Minecraft and why everything is over budget

| Wednesday, November 2, 2011
I thought I'd done a decent survey of the caves near my desert town. They seemed wide, but shallow. I could easily enough dig them out. Layer some dirt, pour in some water, and I could have a neat green valley next to my desert town. It wasn't a two-hour project, but it was something I could get down in a reasonable bit of time.

Then I did some more exploring.

It turns out it is a lot wider than I thought. Which is fine. But it is also deeper. A lot deeper. "I can find lava" deep. I haven't even explored all of it yet, because I keep finding scary things and getting scared by them.

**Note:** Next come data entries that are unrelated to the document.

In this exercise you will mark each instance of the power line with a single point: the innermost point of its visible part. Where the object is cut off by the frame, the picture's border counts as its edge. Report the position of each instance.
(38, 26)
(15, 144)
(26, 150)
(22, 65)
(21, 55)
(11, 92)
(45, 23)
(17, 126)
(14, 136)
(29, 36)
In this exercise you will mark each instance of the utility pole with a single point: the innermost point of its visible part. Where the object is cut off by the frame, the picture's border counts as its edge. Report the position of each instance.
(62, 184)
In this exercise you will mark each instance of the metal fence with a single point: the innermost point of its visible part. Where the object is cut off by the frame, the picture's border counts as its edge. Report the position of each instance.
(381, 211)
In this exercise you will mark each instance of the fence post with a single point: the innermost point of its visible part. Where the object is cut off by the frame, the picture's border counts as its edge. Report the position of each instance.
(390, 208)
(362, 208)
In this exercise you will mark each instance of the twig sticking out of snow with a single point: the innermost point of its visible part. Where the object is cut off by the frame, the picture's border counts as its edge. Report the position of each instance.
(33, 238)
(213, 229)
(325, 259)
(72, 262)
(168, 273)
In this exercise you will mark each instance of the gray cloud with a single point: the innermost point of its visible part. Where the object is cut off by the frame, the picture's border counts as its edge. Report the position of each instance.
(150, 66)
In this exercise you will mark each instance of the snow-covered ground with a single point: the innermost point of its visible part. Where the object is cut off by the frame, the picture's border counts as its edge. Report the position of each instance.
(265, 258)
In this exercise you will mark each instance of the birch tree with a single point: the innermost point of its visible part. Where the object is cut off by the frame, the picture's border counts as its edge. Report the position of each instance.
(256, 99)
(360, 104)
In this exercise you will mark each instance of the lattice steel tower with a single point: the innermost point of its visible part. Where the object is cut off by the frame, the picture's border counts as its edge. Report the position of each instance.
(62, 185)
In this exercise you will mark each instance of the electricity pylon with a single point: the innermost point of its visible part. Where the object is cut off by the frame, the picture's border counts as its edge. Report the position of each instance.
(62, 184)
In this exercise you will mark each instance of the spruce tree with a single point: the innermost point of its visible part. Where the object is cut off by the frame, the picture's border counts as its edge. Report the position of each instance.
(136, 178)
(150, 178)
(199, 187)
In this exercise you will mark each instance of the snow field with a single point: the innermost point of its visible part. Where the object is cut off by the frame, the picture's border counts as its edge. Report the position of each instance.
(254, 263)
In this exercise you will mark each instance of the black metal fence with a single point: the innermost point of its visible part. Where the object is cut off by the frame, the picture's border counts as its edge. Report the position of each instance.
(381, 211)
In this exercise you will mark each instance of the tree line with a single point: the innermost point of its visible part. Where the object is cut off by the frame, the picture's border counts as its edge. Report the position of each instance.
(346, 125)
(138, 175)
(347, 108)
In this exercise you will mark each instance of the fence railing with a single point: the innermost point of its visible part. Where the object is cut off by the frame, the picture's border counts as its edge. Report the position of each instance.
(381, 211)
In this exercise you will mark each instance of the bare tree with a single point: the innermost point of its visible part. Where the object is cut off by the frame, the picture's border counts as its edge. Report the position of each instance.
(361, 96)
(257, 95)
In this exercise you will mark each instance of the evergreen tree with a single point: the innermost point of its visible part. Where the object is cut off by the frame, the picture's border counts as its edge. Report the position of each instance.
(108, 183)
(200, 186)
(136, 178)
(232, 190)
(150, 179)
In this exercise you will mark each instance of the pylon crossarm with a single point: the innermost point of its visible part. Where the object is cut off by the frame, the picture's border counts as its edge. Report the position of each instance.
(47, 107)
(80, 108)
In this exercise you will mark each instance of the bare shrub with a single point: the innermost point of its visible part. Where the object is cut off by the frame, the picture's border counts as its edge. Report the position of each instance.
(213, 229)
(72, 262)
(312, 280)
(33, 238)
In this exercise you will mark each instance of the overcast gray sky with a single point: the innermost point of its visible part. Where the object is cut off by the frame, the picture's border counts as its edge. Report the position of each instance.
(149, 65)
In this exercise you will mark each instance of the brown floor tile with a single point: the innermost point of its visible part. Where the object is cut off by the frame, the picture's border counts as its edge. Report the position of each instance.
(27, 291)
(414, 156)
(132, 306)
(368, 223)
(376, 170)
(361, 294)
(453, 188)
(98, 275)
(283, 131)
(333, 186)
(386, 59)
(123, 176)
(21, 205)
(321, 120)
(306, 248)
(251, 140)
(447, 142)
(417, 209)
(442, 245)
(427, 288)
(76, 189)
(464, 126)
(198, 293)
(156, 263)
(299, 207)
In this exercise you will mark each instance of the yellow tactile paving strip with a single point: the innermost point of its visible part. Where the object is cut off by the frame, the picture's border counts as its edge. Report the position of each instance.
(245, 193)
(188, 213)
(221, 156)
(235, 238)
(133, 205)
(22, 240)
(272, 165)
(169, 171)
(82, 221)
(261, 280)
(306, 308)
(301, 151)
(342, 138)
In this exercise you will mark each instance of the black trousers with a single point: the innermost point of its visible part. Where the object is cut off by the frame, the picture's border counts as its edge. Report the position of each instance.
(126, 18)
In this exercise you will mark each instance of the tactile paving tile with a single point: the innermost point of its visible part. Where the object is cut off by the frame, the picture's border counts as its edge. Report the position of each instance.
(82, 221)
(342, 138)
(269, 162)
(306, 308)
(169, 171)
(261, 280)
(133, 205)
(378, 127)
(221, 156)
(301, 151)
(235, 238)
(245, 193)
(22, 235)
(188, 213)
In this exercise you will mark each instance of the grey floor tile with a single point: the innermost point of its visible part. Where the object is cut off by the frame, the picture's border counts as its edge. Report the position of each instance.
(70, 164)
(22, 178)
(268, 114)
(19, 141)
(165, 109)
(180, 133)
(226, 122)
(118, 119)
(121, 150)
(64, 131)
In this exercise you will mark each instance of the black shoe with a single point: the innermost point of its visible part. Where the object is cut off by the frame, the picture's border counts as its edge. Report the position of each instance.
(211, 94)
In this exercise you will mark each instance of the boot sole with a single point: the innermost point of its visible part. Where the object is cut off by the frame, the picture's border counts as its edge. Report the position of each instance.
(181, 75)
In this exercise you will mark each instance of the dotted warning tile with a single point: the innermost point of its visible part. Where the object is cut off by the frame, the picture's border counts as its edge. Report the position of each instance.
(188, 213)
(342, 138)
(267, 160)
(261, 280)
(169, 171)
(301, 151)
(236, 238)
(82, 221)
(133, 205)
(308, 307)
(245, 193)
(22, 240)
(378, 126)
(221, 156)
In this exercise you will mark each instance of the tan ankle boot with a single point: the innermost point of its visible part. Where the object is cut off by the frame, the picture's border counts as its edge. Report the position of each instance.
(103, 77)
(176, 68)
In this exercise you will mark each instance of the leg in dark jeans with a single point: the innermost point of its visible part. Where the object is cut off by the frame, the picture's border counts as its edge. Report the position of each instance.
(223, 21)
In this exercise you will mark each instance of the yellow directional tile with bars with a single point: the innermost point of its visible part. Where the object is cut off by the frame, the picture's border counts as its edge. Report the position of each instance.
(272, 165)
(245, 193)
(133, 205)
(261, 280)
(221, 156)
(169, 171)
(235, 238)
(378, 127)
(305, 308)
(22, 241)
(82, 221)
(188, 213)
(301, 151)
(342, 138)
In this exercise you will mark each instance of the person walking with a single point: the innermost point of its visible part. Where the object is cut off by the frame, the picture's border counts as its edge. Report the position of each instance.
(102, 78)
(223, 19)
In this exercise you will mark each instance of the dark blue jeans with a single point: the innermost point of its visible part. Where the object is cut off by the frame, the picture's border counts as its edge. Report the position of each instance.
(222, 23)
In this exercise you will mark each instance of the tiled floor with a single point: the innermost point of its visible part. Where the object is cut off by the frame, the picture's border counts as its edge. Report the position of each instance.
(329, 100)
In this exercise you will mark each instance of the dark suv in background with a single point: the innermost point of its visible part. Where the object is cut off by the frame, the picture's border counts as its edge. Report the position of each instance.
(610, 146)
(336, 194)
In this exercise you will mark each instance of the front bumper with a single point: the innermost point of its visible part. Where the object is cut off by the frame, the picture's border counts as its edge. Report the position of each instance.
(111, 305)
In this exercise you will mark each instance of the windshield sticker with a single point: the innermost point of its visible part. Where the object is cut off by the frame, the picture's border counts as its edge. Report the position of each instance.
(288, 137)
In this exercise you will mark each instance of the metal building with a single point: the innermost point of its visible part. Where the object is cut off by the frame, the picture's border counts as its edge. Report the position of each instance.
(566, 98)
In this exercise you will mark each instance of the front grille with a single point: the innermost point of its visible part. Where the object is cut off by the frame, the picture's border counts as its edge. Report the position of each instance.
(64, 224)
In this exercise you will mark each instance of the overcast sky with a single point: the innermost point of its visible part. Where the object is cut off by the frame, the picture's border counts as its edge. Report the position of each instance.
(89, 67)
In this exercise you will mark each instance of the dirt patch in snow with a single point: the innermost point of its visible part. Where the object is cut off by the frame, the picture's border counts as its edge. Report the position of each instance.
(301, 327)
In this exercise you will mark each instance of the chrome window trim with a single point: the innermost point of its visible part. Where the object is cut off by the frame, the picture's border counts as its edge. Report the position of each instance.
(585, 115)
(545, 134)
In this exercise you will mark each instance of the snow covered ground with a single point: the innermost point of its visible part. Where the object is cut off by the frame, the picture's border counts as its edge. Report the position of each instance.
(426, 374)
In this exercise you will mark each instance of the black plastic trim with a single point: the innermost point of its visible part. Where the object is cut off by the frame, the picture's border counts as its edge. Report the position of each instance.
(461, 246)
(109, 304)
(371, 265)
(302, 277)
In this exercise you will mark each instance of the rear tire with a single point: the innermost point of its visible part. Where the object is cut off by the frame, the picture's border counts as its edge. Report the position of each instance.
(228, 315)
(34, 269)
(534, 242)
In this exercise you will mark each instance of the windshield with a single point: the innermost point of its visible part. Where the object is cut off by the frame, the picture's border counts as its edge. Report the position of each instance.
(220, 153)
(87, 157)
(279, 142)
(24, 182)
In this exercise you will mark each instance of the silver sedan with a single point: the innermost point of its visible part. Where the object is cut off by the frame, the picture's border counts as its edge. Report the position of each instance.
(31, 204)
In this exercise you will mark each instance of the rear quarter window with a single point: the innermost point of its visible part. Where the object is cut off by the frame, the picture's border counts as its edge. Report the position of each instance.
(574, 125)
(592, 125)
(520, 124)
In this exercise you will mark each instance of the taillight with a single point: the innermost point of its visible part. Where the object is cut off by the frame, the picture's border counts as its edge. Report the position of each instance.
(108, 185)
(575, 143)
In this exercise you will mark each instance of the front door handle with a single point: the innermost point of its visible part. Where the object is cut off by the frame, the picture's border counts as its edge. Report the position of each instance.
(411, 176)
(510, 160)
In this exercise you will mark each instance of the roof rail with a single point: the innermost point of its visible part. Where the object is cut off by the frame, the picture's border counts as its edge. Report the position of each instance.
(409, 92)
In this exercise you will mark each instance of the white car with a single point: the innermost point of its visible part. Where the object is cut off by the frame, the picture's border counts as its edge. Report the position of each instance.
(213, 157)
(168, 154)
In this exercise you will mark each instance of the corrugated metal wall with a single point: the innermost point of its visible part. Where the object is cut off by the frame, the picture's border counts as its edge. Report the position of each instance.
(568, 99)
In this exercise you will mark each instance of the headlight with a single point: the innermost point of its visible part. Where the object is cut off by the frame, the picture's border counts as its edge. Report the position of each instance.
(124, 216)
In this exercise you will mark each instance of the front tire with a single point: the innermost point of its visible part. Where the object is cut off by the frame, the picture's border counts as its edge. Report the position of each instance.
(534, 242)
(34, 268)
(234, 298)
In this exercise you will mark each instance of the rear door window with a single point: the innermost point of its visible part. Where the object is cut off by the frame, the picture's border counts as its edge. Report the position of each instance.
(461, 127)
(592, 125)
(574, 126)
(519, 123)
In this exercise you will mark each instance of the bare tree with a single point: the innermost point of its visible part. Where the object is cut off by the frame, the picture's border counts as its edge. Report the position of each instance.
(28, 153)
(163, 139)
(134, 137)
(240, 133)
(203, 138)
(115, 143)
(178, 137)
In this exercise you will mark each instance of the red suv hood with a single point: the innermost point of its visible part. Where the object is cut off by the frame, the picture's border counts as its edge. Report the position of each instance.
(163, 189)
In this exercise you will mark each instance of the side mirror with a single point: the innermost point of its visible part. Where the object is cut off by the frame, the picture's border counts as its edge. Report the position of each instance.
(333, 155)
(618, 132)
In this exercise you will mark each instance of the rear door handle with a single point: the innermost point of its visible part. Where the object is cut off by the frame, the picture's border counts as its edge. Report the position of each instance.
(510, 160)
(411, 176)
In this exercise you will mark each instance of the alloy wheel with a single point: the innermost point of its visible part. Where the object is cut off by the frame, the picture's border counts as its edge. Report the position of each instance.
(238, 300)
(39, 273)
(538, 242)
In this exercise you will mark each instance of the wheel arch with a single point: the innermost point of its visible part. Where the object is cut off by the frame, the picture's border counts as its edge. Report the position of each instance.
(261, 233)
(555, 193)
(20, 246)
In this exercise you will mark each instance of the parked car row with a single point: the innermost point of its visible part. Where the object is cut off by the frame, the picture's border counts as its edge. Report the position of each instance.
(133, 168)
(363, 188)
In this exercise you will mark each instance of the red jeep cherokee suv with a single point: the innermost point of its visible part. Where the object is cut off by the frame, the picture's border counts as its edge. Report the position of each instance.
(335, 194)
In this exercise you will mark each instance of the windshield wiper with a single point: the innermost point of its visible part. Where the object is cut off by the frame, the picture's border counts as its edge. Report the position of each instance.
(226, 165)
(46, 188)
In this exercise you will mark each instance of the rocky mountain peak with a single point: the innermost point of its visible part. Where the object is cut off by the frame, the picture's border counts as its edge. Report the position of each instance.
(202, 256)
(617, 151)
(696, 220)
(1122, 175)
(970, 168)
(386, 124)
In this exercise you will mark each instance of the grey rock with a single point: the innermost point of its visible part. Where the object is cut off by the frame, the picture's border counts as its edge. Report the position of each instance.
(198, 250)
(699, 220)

Apparently randomly-generated geography doesn't care about planning.

The project is getting to be intimidating. I'm not sure how to take on something of this scale. I really could use a few million unemployed people in Minecraft. That's how we built stuff back in the Depression and it was good. If I'm remembering my history properly, the Hoover Dam, built entirely by hand, was so amazing that the mere existence of it kept Mexico out of World War I, Zimmerman telegram or not. My point is that digging one shovel of sand at a time is very slow and a horde of serfs would be useful. Alas, I have no serfs.

So I did what anyone does when the hoped for goal becomes impractical: I made a slightly helpful but ultimately symbolic anything. In this case it was a bridge that made it slightly easier for me to walk from the desert to the forest. Rather than using the readily available sandstone, I used to more rare cobblestone and gravel (I've not been digging in mountains much, so these aren't as common, but I do have sand). These look better. Then I built a structurally-pointless arch, or possibly suspension, it's hard to tell when everything has zero structural significance. I suppose the stone deck supports the gravel, but that's all.

Maybe someday I will be able to screenshot a forest in a desert valley, but not today. Today is neither the day for screenshots, nor for the courage of men failing.